Joe Mozingo explores the creek near Warsaw, Va., where his forebear, Edward… (Luis Sinco / Los Angeles…)
Reporting from the Northern Neck of Virginia
My father's family landed in 1942 Los Angeles as if by immaculate conception, unburdened by any past.
Growing up, I knew all about how my mother's grandparents came to California from southern France and Sweden. But my dad's side was a mystery.
All I heard were a few stories about my grandfather as a youth in Hannibal, Mo., how he found a tarantula in a shipment of bananas at his dad's corner store, how he and a friend once rode motorcycles out west. But no one talked about Mozingos further back, or where they came from.
I might never have given the subject any thought except for a strange word: our name. All my life, people had asked me about it.
I began to look into it, and the more I learned, the more I realized our history had been buried. My curiosity turned to compulsion. I had to unearth the truth about our origins and the forces that had obscured them for centuries. I wanted to know my forebears and feel myself among them, to see if their forgotten personalities and struggles and secrets somehow still lived within us.
I set out last year to learn our story, traveling from the Tidewater of Virginia to the hollows of Kentucky and southeastern Indiana and beyond. At times, I struggled to absorb what I was finding, and I met Mozingos who were skeptical of it, or ambivalent, or fiercely resistant.
I learned that our early ancestry reflected not so much a quirk of American history as the messy start of it, seeding a furious internal conflict that continues today.
With us, the whole battle was embodied in a family — and a name.
My parents always said they thought "Mozingo" was Italian. But this was offered only as theory.
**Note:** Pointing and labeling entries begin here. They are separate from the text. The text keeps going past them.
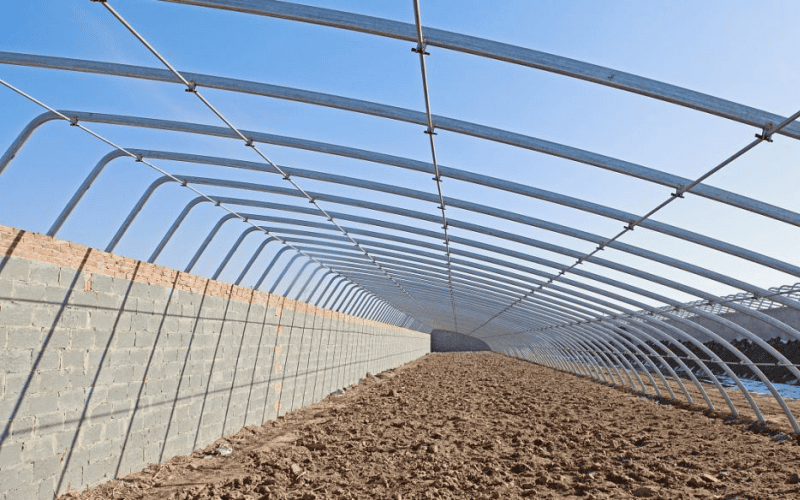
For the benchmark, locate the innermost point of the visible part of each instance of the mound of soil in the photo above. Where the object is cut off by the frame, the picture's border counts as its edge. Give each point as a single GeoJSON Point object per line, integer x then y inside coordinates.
{"type": "Point", "coordinates": [478, 425]}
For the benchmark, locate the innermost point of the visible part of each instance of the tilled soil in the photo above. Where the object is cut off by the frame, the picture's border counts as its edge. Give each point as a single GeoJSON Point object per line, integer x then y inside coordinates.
{"type": "Point", "coordinates": [478, 425]}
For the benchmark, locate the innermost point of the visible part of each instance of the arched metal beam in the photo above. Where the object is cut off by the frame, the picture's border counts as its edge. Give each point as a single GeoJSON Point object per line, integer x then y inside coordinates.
{"type": "Point", "coordinates": [411, 116]}
{"type": "Point", "coordinates": [480, 229]}
{"type": "Point", "coordinates": [506, 53]}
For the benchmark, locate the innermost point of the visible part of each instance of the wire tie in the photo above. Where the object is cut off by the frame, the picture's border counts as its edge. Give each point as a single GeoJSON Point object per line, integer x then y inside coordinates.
{"type": "Point", "coordinates": [421, 47]}
{"type": "Point", "coordinates": [766, 133]}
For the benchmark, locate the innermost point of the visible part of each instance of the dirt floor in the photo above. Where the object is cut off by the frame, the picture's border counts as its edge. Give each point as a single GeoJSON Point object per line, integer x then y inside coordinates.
{"type": "Point", "coordinates": [478, 425]}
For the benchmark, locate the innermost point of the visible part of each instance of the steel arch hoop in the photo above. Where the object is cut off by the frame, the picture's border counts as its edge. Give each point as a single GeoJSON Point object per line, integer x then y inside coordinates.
{"type": "Point", "coordinates": [603, 262]}
{"type": "Point", "coordinates": [691, 339]}
{"type": "Point", "coordinates": [512, 187]}
{"type": "Point", "coordinates": [711, 317]}
{"type": "Point", "coordinates": [503, 52]}
{"type": "Point", "coordinates": [406, 115]}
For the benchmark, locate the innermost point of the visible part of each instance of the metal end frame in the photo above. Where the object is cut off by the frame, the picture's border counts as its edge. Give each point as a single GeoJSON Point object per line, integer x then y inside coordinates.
{"type": "Point", "coordinates": [547, 304]}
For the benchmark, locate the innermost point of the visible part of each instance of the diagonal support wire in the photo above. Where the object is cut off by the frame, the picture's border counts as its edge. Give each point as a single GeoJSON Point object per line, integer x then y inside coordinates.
{"type": "Point", "coordinates": [437, 177]}
{"type": "Point", "coordinates": [765, 136]}
{"type": "Point", "coordinates": [139, 159]}
{"type": "Point", "coordinates": [192, 88]}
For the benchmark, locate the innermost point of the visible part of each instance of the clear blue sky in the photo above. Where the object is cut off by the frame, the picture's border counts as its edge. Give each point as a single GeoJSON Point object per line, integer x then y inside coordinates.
{"type": "Point", "coordinates": [742, 51]}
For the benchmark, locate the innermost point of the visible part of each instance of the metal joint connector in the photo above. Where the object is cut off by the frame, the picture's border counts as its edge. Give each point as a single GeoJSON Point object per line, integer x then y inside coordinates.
{"type": "Point", "coordinates": [766, 133]}
{"type": "Point", "coordinates": [421, 48]}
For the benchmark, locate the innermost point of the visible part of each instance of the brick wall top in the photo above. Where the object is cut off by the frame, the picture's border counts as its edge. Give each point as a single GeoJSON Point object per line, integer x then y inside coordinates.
{"type": "Point", "coordinates": [43, 248]}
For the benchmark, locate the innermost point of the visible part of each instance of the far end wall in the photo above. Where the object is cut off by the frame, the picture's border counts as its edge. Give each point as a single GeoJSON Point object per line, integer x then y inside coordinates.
{"type": "Point", "coordinates": [445, 341]}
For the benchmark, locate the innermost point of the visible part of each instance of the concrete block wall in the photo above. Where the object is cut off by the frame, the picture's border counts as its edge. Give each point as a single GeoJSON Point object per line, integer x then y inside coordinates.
{"type": "Point", "coordinates": [108, 364]}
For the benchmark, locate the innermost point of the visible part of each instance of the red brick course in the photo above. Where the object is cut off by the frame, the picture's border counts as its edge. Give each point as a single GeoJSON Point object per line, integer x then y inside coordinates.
{"type": "Point", "coordinates": [43, 248]}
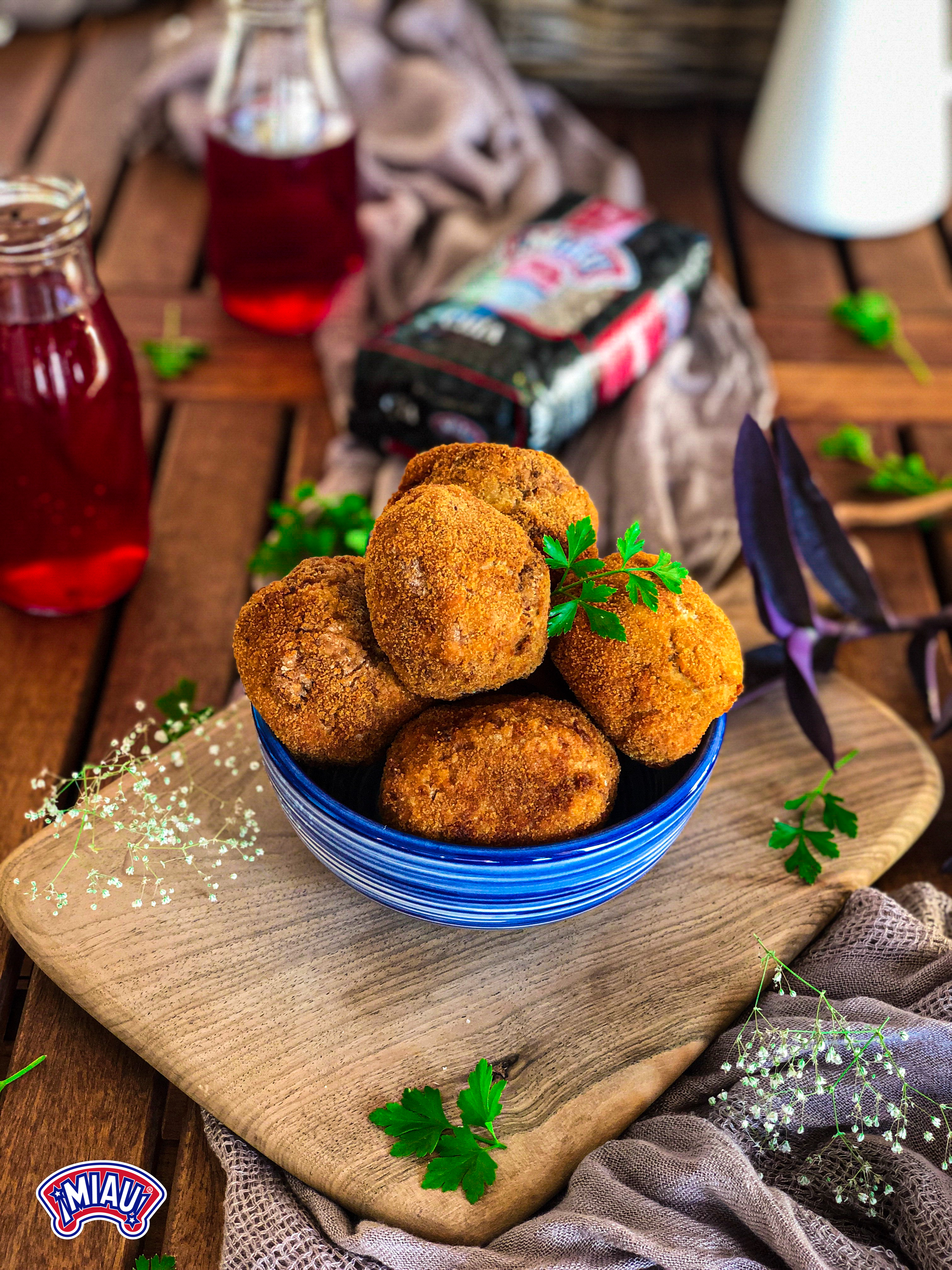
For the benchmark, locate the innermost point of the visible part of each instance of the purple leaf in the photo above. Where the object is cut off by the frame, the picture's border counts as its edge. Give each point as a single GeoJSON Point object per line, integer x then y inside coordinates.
{"type": "Point", "coordinates": [945, 721]}
{"type": "Point", "coordinates": [802, 694]}
{"type": "Point", "coordinates": [921, 656]}
{"type": "Point", "coordinates": [768, 550]}
{"type": "Point", "coordinates": [820, 538]}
We were open to suggestions.
One came from an acquaintance who said he found a bunch of Mozingos in a phone book in the Imperial Valley and was told they all were Basque shepherds. On this authority, we became French Basque.
Next we heard that "Mozingo" was an Americanized version of "Mont Zingeau," a mountain in France or maybe Switzerland I could never find on a map.
All of this was beginning to feel a bit dubious when I met Sherrie Mazingo, whose name is a variation of ours. Sherrie was a broadcast journalism professor at USC when I was a grad student there in 1996.
She was black — and she had news.
She'd learned from genealogists at a family reunion in North Carolina that the Mozingos probably descended from a "Bantu warrior" from the Congo who became an indentured servant in Virginia in the 1600s.
That would mean that all Mozingos in America — including me, who grew up in Dana Point, the blue-eyed, surfing son of a dentist — had a Bantu last name.
My first reaction was to laugh. But upon further reflection, it seemed feasible. Ten or so generations had passed. Traces of a race could easily disappear in three.
My family took the news as a great lark, while duly noting that my grandmother would roll over in her grave.
My uncle Joe, an information systems manager for the city of Los Angeles, took to regaling his two black secretaries with claims of his Bantu warrior roots. (He swears they thought it was funny.)
My dad recalled an episode from when he first opened a practice in Tustin with a dentist who had an Italian name. A black woman showed up at the offices of "Anthony Mumolo and J.D. Mozingo, DDS." She took one look at my father, asked "He's the dentist?" and left in a huff. A colleague, hearing the story, took to calling them the "witch doctors."
I started poking around on the Internet. An entry in a genealogy forum noted that the earliest known Mozingo was Edward, a "Negro man" freed by the Jamestown court in 1672 after nearly three decades of indentured servitude.
This was the first piece of hard information I'd seen. Maybe Sherrie was right: We came from Africa.
I holed up in the genealogy stacks at the Los Angeles Central Library and the Mormon Family History Center in Westwood. I paged through books of early immigrants to America, census, tax and court records.
I found the reference to the 1672 ruling — in the "Minutes of the Council and General Court of Colonial Virginia" — but little more.
Who was Edward? Were we related? How does anyone know if he was Bantu?
I was becoming obsessed. But there was no time to look further. I was finishing school and needed to get my career going. I had to let it go.
Over the ensuing years, little moments kept my curiosity smoldering. White people who commented about my name assumed it was Italian. Black people tended not to volunteer opinions until the Miami Herald sent me to cover the instability in Haiti in 2004. In that country, with its tenacious African customs and language, I got an invariable response when I introduced myself: "That's an African name."
Then I got married, had a son, Blake, and moved back to California.
Rocking Blake to sleep when he was just learning to talk, I would sometimes say our name, Mo-ZEENG-oe.